One of the Hubs’ fields of study is sure to be central bank digital currency. And there, the Swedes, who are weeks into a long term e-krona pilot project that report writers toiled over for years, are sure they’ve got a “comparative advantage” over the “tough competition” – “other central banks.”

The innovation hub is not an average non-governmental organization, the Swedish bid shows. It’s actually a BIS outpost: an extrajudicial annex within whatever country one pops up. As such, Innovation Hub employees, and activities, are granted immunity from local prosecution.

“Given that the Riksbank has already come a long way in analysing CBDC, it can, just as BIS requires from a hub, quickly supply analyses on the basis of already established collaboration between the public sector, private sector, academics and other central banks,” the petition said.

They’re certainly one of the most tested. With the formal launch of the e-krona pilot, Sweden joined a fast-growing arena of central banks actively toying with digitizing some form of their money, including China, Cambodia, South Korea, Switzerland, Ukraine.  

But in many respects Sweden is indeed years ahead. Riskbank began seriously looking into a CBDC in 2017, when it decided that something had to be done about its citizens’ rapid move away from physical cash. In consecutive reports it publicly outlined many of the CBDC talking points – technology, policy, purpose – that other central banks are just now getting started on.

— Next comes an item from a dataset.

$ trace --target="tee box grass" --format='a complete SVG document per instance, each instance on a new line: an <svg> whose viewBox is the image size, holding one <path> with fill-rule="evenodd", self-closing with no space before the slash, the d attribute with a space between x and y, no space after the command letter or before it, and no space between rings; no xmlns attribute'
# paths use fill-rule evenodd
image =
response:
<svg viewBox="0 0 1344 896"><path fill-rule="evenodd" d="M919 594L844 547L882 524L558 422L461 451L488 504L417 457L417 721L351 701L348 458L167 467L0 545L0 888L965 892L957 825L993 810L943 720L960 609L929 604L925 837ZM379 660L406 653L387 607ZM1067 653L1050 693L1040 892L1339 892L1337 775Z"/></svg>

Riksbank now thinks its knowledge base makes it a strong contender to host an Innovation Hub, and it’s asking two key players – the Swedish parliament and the BIS – to agree.

Hosting a hub

It’s not free to host. Riksbank is asking parliament to allocate SEK 30 million ($3,203,500) a year for five years of Innovation Hub operations, which represents about half of Riksbank’s annual BIS equity dividend. Riksbank controls about 3.2 percent of BIS stock.

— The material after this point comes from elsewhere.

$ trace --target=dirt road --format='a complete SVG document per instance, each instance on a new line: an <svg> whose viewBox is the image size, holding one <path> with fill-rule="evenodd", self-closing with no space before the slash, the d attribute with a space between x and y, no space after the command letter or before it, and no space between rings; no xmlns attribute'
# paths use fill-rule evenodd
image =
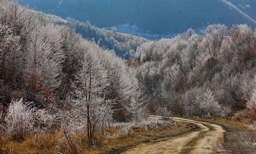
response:
<svg viewBox="0 0 256 154"><path fill-rule="evenodd" d="M158 116L152 118L160 118ZM225 131L221 126L183 118L174 118L173 120L196 125L200 129L162 141L141 144L122 153L215 153L221 152L219 144L223 142Z"/></svg>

Riksbank sees this as a worthwhile investment, however. Its citizens are eschewing cash whether or not an Innovation Hub comes to town, and “there will still be a need to analyse financial technology developments in the payment market” if Sweden is not selected.

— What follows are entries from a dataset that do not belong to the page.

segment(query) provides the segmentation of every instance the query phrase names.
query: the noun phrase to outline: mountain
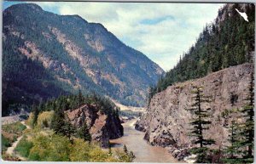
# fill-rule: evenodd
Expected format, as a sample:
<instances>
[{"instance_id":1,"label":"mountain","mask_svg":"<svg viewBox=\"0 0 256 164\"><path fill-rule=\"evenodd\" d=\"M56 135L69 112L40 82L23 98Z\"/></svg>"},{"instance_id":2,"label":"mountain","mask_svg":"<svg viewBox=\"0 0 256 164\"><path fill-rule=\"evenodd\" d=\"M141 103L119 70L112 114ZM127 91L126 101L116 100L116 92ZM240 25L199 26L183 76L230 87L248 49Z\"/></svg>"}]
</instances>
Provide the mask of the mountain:
<instances>
[{"instance_id":1,"label":"mountain","mask_svg":"<svg viewBox=\"0 0 256 164\"><path fill-rule=\"evenodd\" d=\"M96 93L143 106L165 72L102 25L32 3L3 15L3 115L60 94Z\"/></svg>"},{"instance_id":2,"label":"mountain","mask_svg":"<svg viewBox=\"0 0 256 164\"><path fill-rule=\"evenodd\" d=\"M245 12L246 21L236 10ZM178 82L205 76L209 73L253 61L255 6L229 3L218 10L213 23L207 25L195 45L180 57L177 65L160 79L153 94Z\"/></svg>"},{"instance_id":3,"label":"mountain","mask_svg":"<svg viewBox=\"0 0 256 164\"><path fill-rule=\"evenodd\" d=\"M153 145L193 147L194 138L189 135L193 115L188 109L195 103L193 87L202 86L203 94L211 98L210 102L202 105L211 109L212 124L205 135L216 141L216 148L223 148L229 144L228 125L234 119L232 110L244 106L253 69L253 64L247 63L169 86L153 96L136 128L144 131L145 139Z\"/></svg>"}]
</instances>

BIS declined to discuss its selection process.

The clash over hosting an Innovation Hub comes at a pivotal moment for the BIS and central banks in general. Just last week BIS signaled its belief that the world’s payments landscape is rapidly changing with a quarterly report entirely dedicated to that digital future. 

Against this, private stablecoin initiatives are posing a potential threat to central banks’ hold on monetary policy and financial stability – if the bakers’ public comments are any indication. In the bid documents Riksbank says that Libra has triggered a wave of new action, even though its own CBDC dreams long preceded the stablecoin’s 2019 inception.

“After Facebook announced its intention, in partnership with a large number of companies, to introduce a global digital currency – Libra – central banks around the world have understood even more the need to cooperate to meet the challenges faced and take advantage of the opportunities offered by digitalisation to the global financial system,” the report sad

That’s spurred a lot of new activity, and, as Riskbank notes, a lot of interest in hosting a BIS Innovation Hub. 

“In other words, there is tough competition for the other hubs that BIS will establish,” the report said.